RE: disk performance still wrecked in 2.4!

Daniel Summer (dvdan23@hotmail.com)
Wed, 28 Jun 2000 11:43:02 EDT


Hello kernel hackers. I have been concerned about a serious performance
issue affecting bonnie disk benchmark results that has persisted throughout
2.3 and 2.4 development. This issue has been brought up many times on this
list and there doesn't seem to be a consensus as to what the origin of the
problem is. Some have pointed to the elevator code, some to the VM
subsystem, some to the block interfaces.

Joel Jacobsen of 3ware pointed out that these poor benchmark results may
arise from problems with the buffer cache (see his comments below). I went
ahead and ran some benchmarks with different quantities of RAM across 2.2
and 2.4 to see if I could shed some light on this.

I found that bumping the RAM from 512megs to a gig gives a huge performance
boost under 2.4 and makes little to no impact under 2.2.16. Even with a gig
of RAM though, 2.4 still performs much worse than 2.2 at sequential reads.

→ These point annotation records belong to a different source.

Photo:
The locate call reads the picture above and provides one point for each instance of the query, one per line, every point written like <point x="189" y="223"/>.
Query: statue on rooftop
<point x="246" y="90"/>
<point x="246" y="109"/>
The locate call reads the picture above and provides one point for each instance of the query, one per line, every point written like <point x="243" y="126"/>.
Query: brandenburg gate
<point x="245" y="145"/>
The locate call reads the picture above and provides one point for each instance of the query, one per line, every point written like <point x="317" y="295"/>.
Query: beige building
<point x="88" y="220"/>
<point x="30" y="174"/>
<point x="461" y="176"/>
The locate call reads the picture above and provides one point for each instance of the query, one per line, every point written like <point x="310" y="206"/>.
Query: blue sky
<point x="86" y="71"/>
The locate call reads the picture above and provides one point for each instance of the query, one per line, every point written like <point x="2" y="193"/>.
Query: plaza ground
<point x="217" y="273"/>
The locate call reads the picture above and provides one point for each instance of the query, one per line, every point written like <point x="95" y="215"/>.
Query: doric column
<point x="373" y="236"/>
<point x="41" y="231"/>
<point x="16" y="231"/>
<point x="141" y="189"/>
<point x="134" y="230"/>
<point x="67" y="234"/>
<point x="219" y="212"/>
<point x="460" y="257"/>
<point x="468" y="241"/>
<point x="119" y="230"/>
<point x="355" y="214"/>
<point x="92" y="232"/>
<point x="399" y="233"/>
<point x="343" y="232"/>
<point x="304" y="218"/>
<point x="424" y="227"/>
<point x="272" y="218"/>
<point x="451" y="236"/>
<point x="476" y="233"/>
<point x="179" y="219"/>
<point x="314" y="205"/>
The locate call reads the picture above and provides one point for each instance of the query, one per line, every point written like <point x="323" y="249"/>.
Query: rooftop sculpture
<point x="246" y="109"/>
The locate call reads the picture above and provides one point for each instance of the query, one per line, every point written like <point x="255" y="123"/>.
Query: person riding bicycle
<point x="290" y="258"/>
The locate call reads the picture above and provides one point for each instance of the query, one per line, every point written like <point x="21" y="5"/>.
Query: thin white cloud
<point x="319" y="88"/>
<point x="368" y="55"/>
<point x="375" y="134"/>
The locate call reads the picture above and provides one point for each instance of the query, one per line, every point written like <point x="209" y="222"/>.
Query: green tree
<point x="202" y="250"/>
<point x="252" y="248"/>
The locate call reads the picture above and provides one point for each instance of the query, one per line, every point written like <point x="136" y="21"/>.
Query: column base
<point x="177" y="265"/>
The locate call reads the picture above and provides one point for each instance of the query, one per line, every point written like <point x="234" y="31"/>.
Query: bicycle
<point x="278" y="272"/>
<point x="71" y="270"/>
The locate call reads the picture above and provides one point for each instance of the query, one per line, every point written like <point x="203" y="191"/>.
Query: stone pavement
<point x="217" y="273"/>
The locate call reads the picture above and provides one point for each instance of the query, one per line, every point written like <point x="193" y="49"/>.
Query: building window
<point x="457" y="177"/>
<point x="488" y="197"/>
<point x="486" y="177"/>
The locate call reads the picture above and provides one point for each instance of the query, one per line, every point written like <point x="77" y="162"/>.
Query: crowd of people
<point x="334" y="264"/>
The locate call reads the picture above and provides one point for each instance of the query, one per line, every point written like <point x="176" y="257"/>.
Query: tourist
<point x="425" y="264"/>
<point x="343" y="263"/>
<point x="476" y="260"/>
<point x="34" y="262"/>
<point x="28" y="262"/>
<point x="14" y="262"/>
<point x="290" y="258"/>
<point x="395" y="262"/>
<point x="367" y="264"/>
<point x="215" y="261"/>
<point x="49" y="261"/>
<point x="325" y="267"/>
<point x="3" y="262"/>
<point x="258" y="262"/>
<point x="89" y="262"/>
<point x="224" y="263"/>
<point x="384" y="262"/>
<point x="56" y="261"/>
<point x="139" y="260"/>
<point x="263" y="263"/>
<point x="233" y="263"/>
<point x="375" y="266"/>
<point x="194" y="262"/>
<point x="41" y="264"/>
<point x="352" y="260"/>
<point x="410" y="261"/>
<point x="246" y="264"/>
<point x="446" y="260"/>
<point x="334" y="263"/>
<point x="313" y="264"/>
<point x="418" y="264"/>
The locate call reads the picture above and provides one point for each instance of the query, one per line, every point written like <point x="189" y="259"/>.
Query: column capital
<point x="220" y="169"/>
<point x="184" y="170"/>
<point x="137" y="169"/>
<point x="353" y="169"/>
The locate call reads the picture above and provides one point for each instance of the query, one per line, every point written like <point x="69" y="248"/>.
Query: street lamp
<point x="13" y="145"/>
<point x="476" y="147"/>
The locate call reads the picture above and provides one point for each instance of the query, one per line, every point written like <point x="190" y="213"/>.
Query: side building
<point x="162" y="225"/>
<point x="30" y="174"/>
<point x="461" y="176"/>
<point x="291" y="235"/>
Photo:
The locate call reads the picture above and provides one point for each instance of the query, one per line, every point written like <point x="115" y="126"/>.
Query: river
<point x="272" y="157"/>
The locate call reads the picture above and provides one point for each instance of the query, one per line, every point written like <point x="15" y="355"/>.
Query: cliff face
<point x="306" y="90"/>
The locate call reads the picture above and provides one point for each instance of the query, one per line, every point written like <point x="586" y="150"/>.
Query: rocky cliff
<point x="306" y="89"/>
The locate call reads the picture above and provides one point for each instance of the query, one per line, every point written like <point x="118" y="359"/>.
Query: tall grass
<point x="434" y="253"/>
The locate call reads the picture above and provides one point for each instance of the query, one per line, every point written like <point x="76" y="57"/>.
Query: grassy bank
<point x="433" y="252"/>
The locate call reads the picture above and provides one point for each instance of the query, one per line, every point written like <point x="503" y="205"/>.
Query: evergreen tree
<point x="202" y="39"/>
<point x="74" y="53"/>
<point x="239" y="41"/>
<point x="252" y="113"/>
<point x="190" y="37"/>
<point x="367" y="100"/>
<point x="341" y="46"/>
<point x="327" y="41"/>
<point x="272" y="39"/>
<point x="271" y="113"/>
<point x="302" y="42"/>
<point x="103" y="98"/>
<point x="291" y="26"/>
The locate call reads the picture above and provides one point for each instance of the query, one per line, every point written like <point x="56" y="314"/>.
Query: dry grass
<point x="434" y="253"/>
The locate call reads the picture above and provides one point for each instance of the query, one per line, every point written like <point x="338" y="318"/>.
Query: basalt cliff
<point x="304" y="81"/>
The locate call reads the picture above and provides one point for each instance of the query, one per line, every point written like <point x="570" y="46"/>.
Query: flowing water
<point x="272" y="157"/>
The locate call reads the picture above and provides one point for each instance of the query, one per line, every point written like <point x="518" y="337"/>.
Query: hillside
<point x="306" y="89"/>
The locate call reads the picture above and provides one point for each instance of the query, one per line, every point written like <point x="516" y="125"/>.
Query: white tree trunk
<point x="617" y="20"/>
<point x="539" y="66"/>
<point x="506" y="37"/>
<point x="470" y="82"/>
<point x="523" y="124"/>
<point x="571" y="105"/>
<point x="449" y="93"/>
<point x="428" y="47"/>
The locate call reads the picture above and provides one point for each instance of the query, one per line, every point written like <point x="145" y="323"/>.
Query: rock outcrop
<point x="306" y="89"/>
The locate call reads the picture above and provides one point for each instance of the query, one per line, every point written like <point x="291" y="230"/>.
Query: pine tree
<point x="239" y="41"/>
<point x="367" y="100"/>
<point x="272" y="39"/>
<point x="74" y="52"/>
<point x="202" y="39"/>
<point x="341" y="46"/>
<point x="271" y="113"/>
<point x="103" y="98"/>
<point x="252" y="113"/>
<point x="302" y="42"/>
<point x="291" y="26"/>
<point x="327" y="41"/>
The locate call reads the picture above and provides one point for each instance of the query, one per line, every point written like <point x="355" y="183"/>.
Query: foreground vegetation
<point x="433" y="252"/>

So what does this mean? does anyone else agree that the buffer cache may be
where this problem is coming from?

Kernel 2.2.16, 512 megs RAM
-------Sequential Output-------- ---Sequential Input-- --Random--
-Per Char- --Block--- -Rewrite-- -Per Char- --Block--- --Seeks---
K/sec %CPU K/sec %CPU K/sec %CPU K/sec %CPU K/sec %CPU /sec %CPU
9274 99.3 24344 22.8 15534 33.9 8935 93.1 45774 38.8 379.0 4.4

Kernel 2.2.16, 1024 megs RAM
-------Sequential Output-------- ---Sequential Input-- --Random--
-Per Char- --Block--- -Rewrite-- -Per Char- --Block--- --Seeks---
K/sec %CPU K/sec %CPU K/sec %CPU K/sec %CPU K/sec %CPU /sec %CPU
9318 99.6 26659 24.9 15988 33.9 8731 91.2 45424 39.1 555.8 11.5

Kernel 2.4.0 Test2 AC2, 512 megs RAM
-------Sequential Output-------- ---Sequential Input-- --Random--
-Per Char- --Block--- -Rewrite-- -Per Char- --Block--- --Seeks---
K/sec %CPU K/sec %CPU K/sec %CPU K/sec %CPU K/sec %CPU /sec %CPU
8913 93.3 22391 17.9 6140 8.4 6076 63.9 9334 8.0 366.3 7.2

Kernel 2.4.0 Test2 AC2, 1024 megs RAM
-------Sequential Output-------- ---Sequential Input-- --Random--
-Per Char- --Block--- -Rewrite-- -Per Char- --Block--- --Seeks---
K/sec %CPU K/sec %CPU K/sec %CPU K/sec %CPU K/sec %CPU /sec %CPU
9254 96.6 27400 23.9 12104 13.4 7627 78.6 27194 16.6 480.7 7.8

>From: Joel Jacobson <jjacobson@3WARE.com>
>Subject: RE: block device performance still wrecked in 2.4!
>
>the next time you run this, keep an eye on the drive light that corresponds
>to your swap file - the buffer cache was very greedy in the 2.3.* tree, and
>you might find that you're actually *paging* as a result. there has been a
>*tremendous* amount of work on the buffer cache lately, so maybe this is
>being addressed...
>
>if you find the above is not the case, i have also done a bit of poking
>around in the buffer cache code and have found the *easiest* way to bump up
>the speed was to change the definition of NBUF in fs/block_dev.c to 512 (it
>was 64 the last time i looked in 2.3.99-pre5). in effect, this tweaks the
>read-ahead code for the file system. it's a mean thing to do for dumb (ie
>slow) controllers, but ours seems to handle it just fine. if you're doing
>a
>lot of streaming reads, this should improve things considerably. if you're
>doing a lot of random seeking, it might help some but it'll depend a lot of
>other variables.
>
>the other possible cause here is the elevator code. i've tried turning it
>off, but either i wasnt successfull in the attempt, or that's not the
>problem. in any event, there has been considerable amount of work on that
>stuff as well lately, as a tangenital discussion to the aforementioned
>buffer cache work (and i suspect they're pretty closely related).
>
>- j
>

> > -----Original Message-----
> > From: DV LABS [mailto:dvdan23@hotmail.com]
> > Subject: block device performance still wrecked in 2.4!
> >
> >
> > Calling all kernel hackers,
> >
> > The block device interface is still choking for some reason, I see
> > an 80% performance hit on disk read throughput going from 2.2 to 2.4.